I downloaded and installed the excellent 3ivx component, which allows you to encode and decode Divx formats for free. (I've been informed that the license for the 3ivx component only seems to be free if you are playing back content. That seems to be a bit restrictive, so just keep that in mind.) I then began broadcasting my TiVo's video/audio-out signal in streaming Quicktime.
Then I setup the network server to which the live feed was directed. I had to manually specify port 8000, otherwise it failed due to some sort of bug in Quicktime Brodcaster or Quicktime Streaming Server.
I loaded the movie file I was brodcasting, "tivo", in Quicktime player using an http:// URL instead of the one it suggested (rtsp://). When I used rtsp:// URL, the video was slow, choppy, and just really unusable. I changed the URL to be http:// and it worked fine. My URL was http://127.0.0.1:8000/tivo.
I saved the the live playing movie in QuickTime player as "tivo.mov". (It was essentially just a reference to the
streaming movie.) But Bandwidth was an issue (I only have 384Kbps outgoing on my cable modem) that only allowed
for 10 FPS at 320x240; it was a clear enough image to read the news ticker on CNN. You can see in the screenpic I was
only using 247kbits out of 284kbits of available bandwidth.
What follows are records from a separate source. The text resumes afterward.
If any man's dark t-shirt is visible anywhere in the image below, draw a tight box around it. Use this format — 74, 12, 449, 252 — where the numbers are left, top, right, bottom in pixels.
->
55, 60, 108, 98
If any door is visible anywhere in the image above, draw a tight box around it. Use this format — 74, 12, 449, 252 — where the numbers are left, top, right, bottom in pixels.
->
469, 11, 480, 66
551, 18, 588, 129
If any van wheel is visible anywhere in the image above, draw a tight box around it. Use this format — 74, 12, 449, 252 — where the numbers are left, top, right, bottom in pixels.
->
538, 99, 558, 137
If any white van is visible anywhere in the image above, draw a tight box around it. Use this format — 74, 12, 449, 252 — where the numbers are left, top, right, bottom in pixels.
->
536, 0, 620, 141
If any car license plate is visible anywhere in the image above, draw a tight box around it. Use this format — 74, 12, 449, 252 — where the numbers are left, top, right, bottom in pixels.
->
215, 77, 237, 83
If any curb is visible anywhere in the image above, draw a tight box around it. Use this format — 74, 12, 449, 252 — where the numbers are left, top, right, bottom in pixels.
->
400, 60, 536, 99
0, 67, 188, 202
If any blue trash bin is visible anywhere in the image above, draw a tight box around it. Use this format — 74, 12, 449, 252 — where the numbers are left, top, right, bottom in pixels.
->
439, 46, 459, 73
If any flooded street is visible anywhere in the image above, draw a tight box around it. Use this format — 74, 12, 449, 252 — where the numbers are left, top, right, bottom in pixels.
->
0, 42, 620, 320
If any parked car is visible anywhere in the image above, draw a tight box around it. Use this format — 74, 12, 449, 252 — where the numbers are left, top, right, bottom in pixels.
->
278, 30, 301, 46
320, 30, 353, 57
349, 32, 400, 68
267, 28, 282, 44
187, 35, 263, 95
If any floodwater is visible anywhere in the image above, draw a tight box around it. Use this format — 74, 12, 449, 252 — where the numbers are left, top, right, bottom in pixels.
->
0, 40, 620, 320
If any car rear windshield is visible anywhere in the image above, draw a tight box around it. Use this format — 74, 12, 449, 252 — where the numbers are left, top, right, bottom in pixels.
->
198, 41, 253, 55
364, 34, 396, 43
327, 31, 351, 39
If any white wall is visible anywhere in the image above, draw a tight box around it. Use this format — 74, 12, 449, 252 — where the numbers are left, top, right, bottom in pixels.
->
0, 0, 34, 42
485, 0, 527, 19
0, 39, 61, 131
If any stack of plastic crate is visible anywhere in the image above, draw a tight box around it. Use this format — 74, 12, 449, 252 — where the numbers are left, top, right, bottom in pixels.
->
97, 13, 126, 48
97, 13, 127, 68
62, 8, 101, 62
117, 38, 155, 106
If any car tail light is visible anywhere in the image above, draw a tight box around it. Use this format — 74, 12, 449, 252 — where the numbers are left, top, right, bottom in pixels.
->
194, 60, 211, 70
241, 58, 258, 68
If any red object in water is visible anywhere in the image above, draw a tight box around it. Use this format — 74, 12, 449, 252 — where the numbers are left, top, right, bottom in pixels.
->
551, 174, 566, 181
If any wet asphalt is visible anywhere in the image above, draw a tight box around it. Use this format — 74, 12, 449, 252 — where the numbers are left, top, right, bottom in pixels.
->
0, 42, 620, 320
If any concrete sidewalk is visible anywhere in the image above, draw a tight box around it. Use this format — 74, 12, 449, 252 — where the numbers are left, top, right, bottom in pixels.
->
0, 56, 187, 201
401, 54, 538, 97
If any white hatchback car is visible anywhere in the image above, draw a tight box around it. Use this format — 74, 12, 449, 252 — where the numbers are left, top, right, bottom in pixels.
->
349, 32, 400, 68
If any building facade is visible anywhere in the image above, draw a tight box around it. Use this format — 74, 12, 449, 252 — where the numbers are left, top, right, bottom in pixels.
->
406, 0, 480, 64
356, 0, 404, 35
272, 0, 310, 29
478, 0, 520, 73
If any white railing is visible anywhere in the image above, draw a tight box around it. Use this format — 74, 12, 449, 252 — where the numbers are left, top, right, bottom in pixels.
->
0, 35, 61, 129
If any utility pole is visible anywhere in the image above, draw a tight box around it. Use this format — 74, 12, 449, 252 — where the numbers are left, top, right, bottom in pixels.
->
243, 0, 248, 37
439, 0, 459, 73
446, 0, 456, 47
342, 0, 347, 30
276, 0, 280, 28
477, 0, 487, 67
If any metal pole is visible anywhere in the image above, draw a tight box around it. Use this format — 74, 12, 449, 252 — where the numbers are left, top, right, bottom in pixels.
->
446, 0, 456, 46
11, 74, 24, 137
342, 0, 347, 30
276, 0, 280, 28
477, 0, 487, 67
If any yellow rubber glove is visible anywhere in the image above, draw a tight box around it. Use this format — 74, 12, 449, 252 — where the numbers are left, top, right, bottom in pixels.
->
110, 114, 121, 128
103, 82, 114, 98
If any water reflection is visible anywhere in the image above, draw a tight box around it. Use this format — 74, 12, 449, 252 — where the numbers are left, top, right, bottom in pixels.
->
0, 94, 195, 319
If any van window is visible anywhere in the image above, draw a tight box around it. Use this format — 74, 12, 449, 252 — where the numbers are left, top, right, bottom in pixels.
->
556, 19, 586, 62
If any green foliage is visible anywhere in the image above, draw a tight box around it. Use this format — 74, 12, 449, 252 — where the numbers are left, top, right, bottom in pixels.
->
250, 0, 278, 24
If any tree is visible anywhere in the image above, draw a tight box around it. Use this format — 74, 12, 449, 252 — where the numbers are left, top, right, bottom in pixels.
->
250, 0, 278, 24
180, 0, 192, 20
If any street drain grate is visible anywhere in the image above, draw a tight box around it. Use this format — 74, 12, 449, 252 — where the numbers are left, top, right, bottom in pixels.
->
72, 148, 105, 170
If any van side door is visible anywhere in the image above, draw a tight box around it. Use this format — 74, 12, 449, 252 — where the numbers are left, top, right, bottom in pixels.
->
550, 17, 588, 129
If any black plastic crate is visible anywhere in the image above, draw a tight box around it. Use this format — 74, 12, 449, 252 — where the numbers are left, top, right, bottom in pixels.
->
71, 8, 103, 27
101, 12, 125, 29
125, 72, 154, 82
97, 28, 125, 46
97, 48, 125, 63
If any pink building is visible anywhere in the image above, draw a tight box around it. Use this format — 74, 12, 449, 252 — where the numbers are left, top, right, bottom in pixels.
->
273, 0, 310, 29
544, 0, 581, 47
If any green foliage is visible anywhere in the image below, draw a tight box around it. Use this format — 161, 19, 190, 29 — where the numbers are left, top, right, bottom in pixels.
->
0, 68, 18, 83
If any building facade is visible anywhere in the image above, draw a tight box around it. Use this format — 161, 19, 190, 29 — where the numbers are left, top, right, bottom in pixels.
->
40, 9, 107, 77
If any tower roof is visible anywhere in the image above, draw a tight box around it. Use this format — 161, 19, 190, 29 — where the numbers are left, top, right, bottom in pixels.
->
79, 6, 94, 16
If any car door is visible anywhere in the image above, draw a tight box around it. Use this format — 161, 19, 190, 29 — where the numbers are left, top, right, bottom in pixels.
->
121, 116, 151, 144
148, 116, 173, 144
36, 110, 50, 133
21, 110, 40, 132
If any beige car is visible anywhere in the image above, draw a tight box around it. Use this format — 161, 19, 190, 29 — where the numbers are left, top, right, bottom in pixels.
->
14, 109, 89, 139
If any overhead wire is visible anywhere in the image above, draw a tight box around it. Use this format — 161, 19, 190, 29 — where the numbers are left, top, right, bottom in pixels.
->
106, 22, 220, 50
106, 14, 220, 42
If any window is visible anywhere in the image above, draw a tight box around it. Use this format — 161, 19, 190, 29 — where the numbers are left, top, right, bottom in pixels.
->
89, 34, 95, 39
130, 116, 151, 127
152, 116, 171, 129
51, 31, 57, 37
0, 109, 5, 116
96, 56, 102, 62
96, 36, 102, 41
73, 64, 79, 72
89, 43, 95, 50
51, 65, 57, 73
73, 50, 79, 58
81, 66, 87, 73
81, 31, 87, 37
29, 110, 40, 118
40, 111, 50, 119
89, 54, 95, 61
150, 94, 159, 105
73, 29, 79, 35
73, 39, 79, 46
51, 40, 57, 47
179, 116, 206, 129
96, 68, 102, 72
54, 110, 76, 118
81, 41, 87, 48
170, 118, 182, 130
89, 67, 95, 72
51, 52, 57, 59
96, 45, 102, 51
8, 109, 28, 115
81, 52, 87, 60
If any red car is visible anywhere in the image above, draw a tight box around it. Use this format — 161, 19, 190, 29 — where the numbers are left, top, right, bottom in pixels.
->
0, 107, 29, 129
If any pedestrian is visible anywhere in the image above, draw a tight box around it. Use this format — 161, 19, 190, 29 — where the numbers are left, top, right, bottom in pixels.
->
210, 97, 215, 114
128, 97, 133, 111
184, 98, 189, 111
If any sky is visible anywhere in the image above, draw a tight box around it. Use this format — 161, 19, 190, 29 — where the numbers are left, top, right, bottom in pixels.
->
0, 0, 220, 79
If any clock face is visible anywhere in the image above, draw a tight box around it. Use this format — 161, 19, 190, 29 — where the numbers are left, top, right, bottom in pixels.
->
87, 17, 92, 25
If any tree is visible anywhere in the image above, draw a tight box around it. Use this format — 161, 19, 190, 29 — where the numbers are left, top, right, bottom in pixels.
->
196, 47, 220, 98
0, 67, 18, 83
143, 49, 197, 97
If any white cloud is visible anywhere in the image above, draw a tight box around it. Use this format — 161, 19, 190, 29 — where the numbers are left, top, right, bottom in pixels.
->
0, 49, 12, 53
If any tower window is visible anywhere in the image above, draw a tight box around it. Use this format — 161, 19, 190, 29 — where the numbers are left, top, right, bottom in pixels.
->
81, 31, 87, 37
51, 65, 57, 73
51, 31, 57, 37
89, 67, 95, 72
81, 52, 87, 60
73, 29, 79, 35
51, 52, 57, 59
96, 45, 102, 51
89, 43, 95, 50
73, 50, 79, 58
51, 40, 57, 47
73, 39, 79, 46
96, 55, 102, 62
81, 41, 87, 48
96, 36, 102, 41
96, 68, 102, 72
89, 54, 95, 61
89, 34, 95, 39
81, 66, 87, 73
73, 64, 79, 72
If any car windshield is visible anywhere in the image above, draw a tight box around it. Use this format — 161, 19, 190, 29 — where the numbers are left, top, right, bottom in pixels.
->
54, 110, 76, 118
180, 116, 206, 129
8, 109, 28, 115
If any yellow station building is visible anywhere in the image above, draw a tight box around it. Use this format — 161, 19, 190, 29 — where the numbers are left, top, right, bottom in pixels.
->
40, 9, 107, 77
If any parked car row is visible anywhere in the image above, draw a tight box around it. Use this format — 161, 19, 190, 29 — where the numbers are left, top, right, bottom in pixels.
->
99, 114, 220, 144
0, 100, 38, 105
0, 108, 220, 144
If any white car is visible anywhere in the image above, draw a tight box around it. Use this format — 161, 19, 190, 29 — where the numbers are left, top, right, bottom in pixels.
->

Using it inside my home wireless 802.11g WLAN I could do
some really nice full screen hi-res video by turning up the bandwidth. I could in theory now just carry around my
laptop and watch TV. I also experimented with 3 FPS, smaller video size, in order to keep the bandwidth under
128Kbps so I could watch live TV in my car via a SprintPCS PC card (it worked very nicely). Now if only I could use the
new H.264 codec Apple is integrating into new versions of iChat AV, it would have excellent video quality. (It is only
a preview version in the Developer version of Tiger and can't be used by Quicktime brodcaster as yet.)
I embedded the project into my web page with the remote control. Now I could watch my TiVo, and control it via my buttons to different ftp:// links on my server to play the audio files out on the IR transmitter to my TiVo.
Now I know that looks a little close...but I had to. I didn't have a good way of mounting the iPaq discretely in my
living room, and with 50 feet of non-shielded audio cable running to it, the signal was getting pretty weak. So I had
to keep it very close. If you have the sound coming out of an amplified device, you will have excellent range. The
Griffin IR device is also a little directional, but the more sound volume you have, the less directional it is.
Wow...it actually worked. The only draw back is that because of the buffering for the video, it takes 10 to 15 seconds from when you hit the remote control button until you see the result on your video stream.
What does the end result look like? Well, something like this.
Thanks for reading, I hope you enjoyed it! I'm sure it will give you some new ideas to play around with.